Then Prince Cardan kicked dirt on our food. It coated a piece of buttered bread in your hand. You looked up at him and you didn’t manage to smother your anger before he saw it.
Mostly, we are agreed that the youngest prince is trouble we ought to avoid. Royal, terrible, and vicious. And mostly we were beneath his notice. But not that day.
“Something the matter?” Nicasia asked, draping her arm over Cardan’s shoulder. “Dirt. It’s what you came from, mortal. It’s what you’ll return to soon enough. Take a big bite.”
I wondered at Cardan, allowing her so close to him after her betrayal. And I wondered at them both, frowning down at you, Jude, when it was me they ought to be angry with. I kept expecting them to turn, kept expecting them to know something of what I’d been doing with Locke. I half-expected them to know all of it and to lay it out in hideous, humiliating detail.
But you stood in front of Nicasia and Cardan as though you were my shield. “Make me,” you snarled. I simultaneously wanted to make you shut up before things got worse and throw my arms around you in gratitude.
“I could, you know,” Prince Cardan said, something awful kindling behind his eyes. The way he looked at you made my stomach churn.
Nicasia pulled the pin from your hair. “You’ll never be our equal,” she told you, as though we needed reminding.
“Let’s leave them to their misery,” Locke urged Cardan, but it didn’t help.
You’d gone automatically into a fighting stance. I wasn’t sure if they knew it, but I did and I was terrified of what might happen next. I was pretty sure hitting Cardan was treasonous, even if he hit you first.
“Jude’s sorry,” I told them, which probably annoyed you, but that’s one thing I don’t regret. “We’re both really sorry.”
Cardan looked at me with those unsettlingly black eyes. “She can show us how sorry she is. Tell her she doesn’t belong in the Summer Tournament.”
“Afraid I’ll win?” you asked, that old urge not to back down from a dare kicking in hard.
“It’s not for mortals,” he returned, voice cold, and when he looked at me, it seemed he was talking about more than the tournament. It’s not for mortals. It’s not for you. Locke is not for you. “Withdraw, or wish that you had.”
“I’ll talk to her about it,” I put in quickly. “It’s nothing, just a game.”
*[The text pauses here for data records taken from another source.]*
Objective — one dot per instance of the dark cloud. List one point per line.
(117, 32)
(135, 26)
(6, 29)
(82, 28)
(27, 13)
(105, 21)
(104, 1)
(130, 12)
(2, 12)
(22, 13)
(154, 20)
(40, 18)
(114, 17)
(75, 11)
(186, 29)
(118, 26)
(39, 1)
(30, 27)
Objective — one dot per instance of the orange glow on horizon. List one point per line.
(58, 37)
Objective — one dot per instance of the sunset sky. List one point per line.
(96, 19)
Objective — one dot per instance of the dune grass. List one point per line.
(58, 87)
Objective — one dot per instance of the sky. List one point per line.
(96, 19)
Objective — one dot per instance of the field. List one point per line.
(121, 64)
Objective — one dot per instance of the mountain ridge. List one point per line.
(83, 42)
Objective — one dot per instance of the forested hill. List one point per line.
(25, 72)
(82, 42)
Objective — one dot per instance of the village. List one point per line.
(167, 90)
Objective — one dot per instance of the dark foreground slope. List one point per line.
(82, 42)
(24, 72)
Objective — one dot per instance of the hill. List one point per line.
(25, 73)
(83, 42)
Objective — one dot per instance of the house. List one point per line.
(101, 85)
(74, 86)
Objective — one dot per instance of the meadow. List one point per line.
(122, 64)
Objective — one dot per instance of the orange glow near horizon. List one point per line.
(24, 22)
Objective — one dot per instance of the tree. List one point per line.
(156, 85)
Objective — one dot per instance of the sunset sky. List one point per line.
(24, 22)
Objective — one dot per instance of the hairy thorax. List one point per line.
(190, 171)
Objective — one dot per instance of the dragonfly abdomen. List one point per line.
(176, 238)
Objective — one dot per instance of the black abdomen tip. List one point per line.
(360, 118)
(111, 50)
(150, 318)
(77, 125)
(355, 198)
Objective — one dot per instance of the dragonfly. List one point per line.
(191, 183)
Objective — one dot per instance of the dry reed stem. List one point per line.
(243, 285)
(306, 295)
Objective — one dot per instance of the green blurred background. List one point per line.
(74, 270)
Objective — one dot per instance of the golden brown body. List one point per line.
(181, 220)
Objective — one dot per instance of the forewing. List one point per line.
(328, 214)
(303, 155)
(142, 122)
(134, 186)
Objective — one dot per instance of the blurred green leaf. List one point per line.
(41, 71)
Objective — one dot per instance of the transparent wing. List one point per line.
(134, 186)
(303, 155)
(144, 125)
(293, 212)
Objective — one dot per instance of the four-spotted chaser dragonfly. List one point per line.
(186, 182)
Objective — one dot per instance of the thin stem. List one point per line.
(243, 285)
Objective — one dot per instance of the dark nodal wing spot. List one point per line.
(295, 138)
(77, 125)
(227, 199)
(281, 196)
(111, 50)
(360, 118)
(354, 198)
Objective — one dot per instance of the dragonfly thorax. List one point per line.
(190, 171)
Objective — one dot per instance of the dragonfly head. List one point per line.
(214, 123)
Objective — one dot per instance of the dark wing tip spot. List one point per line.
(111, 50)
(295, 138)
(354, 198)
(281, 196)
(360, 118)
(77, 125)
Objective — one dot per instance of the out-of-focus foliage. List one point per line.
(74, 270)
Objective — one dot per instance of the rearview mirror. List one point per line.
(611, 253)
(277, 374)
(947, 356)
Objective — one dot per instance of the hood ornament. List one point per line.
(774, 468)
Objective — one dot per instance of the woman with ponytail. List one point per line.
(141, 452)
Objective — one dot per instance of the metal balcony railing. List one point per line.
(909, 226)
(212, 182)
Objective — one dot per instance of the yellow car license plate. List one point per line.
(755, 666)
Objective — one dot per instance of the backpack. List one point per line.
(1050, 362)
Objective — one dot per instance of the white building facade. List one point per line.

Nicasia gave me the sort of smile usually reserved for a pet obediently doing a trick. For a moment I wondered if they really had only been being idly awful, if they knew nothing. But Cardan’s stare was heavy-lidded, lascivious. And when Nicasia spoke again, her words seemed to have more than one meaning. “It’s all just a game.”
That night, I resolved that if Locke came to my window, I would send him away. He should have defended me. He should have done something.
But as dawn threatened the horizon with no sign of him, I lost my resolve. If he came, I swore I would be content with that alone. I would be selfishly glad he was with me, even if it was only in secret. If he came, if only he’d come.
He didn’t.
Faeries despise humans as liars, but there are different kinds of lying. Since you and I first came to Faerie, Jude, we’ve lied to each other plenty. We pretended to be fine, pretended the possibility of being fine into existence. And when pretending seemed like it might be too hard, we just didn’t ask each other the questions that would require it. We smiled and forced laughter and rolled our eyes at the Folk, as though we weren’t afraid, when we were both scared all the time.
And if there were hairline cracks in all that pretending, we pretended those away, too.